Er zijn dus in dit geval geen aanwijzingen dat erflaatster wilsonbekwaam was toen zij haar testament wijzigde.
Eiseres zou een deskundige kunnen inschakelen, om aan de hand van het medisch dossier van erflaatster te beoordelen of zij in 2017 wilsbekwaam was. Daarvoor heeft zij het dossier van de notaris niet nodig.
4.6.
Al met al zijn er in dit geval onvoldoende bijzondere omstandigheden die maken dat de geheimhoudingsplicht moet worden doorbroken. Hoe zeer eiseres ook een persoonlijk belang heeft bij inzage in het dossier, de notaris is er primair voor erflaatster. Zij is een vertrouwenspersoon van erflaatster en zij is dan ook gebonden aan haar geheimhoudingsplicht. Ook de vordering met betrekking tot de vragen die eiseres heeft zal worden afgewezen. De notaris heeft die vragen immers, voor zover de geheimhoudingsplicht haar dat toestaat, in de brief van 31 januari 2023 uitvoerig beantwoord.
4.7.
Eiseres zal als de in het ongelijk gestelde partij in de proceskosten worden veroordeeld. De kosten aan de zijde van de notaris worden begroot op:
- griffierecht € 314,00
- salaris advocaat
1.079,00
Totaal € 1.393,00

5.De beslissing

De voorzieningenrechter
5.1.
weigert de gevraagde voorzieningen,
5.2.
veroordeelt eiseres in de proceskosten, aan de zijde van de notaris tot op heden begroot op € 1.393,00,
5.3.
verklaart dit vonnis wat betreft de kostenveroordeling uitvoerbaar bij voorraad.

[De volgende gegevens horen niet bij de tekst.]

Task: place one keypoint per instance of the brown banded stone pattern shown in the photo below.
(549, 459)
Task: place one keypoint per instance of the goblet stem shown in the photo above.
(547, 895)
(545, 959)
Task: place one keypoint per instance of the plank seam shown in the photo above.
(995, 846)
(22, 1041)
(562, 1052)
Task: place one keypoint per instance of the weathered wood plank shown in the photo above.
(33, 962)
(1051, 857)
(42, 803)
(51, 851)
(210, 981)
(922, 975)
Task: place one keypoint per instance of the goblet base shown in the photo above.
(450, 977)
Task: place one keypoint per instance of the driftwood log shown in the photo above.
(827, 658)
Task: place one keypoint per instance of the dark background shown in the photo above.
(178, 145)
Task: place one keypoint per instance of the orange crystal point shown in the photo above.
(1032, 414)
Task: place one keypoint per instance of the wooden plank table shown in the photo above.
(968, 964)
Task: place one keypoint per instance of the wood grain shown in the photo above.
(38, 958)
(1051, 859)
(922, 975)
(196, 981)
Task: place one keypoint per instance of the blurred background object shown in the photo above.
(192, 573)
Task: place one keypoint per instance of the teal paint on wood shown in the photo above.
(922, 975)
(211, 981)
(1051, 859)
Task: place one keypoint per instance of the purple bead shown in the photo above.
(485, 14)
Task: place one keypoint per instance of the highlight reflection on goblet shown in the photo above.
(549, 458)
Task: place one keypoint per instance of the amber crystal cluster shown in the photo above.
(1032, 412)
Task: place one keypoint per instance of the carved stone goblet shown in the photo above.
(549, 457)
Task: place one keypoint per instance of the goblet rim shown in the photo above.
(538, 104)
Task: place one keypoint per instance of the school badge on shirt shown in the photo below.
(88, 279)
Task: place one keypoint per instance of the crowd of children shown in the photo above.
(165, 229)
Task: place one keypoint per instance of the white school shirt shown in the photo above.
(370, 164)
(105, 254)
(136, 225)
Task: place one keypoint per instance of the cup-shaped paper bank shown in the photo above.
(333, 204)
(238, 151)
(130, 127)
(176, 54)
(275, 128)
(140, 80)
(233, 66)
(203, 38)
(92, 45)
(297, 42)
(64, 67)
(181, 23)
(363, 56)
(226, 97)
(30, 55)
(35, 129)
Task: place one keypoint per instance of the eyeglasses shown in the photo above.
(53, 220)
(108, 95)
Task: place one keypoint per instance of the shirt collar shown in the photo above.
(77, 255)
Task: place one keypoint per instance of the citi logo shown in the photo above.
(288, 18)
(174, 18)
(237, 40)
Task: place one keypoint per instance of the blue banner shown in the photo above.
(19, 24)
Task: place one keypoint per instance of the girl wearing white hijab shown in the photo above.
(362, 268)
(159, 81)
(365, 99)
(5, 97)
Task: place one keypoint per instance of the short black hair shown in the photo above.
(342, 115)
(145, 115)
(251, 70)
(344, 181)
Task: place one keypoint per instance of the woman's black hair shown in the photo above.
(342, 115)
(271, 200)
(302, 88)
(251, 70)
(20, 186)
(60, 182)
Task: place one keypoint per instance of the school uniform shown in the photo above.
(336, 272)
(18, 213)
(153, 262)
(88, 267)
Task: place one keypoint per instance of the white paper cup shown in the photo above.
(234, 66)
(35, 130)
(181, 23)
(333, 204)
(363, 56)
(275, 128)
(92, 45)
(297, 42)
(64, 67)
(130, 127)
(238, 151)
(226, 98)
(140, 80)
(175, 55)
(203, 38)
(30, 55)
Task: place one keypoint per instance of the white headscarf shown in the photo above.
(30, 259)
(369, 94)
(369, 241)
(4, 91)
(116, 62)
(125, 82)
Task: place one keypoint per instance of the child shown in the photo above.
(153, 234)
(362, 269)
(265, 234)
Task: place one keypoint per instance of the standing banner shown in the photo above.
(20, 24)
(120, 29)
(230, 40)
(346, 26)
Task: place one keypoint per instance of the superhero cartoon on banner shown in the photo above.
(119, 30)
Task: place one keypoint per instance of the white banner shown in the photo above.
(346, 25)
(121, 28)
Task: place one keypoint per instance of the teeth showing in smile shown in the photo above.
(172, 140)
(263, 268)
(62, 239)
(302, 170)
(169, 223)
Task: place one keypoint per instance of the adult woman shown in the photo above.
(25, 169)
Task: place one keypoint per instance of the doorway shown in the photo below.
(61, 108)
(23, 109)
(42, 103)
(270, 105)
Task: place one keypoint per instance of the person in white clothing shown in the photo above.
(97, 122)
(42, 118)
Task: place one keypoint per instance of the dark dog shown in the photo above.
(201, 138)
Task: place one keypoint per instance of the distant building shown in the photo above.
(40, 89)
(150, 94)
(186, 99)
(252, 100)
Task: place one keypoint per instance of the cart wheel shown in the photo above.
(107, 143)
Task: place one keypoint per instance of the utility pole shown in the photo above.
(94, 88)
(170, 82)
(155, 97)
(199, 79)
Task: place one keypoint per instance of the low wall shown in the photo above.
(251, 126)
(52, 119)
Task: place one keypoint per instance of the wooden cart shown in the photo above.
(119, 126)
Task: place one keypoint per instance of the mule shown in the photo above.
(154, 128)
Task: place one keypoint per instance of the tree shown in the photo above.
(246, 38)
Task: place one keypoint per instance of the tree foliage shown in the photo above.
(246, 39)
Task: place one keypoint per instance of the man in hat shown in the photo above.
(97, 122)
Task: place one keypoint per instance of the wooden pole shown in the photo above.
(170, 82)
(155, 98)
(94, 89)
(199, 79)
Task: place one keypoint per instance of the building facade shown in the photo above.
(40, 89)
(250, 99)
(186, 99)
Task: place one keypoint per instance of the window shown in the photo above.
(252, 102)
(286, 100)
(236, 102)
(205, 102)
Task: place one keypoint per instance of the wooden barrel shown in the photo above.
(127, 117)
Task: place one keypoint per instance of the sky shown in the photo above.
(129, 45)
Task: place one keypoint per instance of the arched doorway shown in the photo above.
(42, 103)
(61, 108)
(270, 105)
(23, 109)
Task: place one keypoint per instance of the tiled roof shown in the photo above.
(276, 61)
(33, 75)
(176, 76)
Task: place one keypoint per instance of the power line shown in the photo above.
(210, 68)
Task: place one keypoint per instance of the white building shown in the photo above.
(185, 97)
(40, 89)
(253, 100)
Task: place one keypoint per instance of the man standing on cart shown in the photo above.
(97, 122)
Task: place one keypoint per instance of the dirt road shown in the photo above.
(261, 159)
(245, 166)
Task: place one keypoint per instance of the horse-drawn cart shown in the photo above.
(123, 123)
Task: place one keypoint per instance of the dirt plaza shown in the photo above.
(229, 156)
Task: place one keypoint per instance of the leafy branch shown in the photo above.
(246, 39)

Dit vonnis is gewezen door mr. I.H.J. Konings, voorzieningenrechter, bijgestaan door mr. L. Oostinga, griffier, en in het openbaar uitgesproken op 13 juli 2023. [1]
Bij afwezigheid van mr. I.H.J. Konings, is dit vonnis ondertekend door
mr. H.C. Hoogeveen, voorzieningenrechter, die het vonnis uitsprak.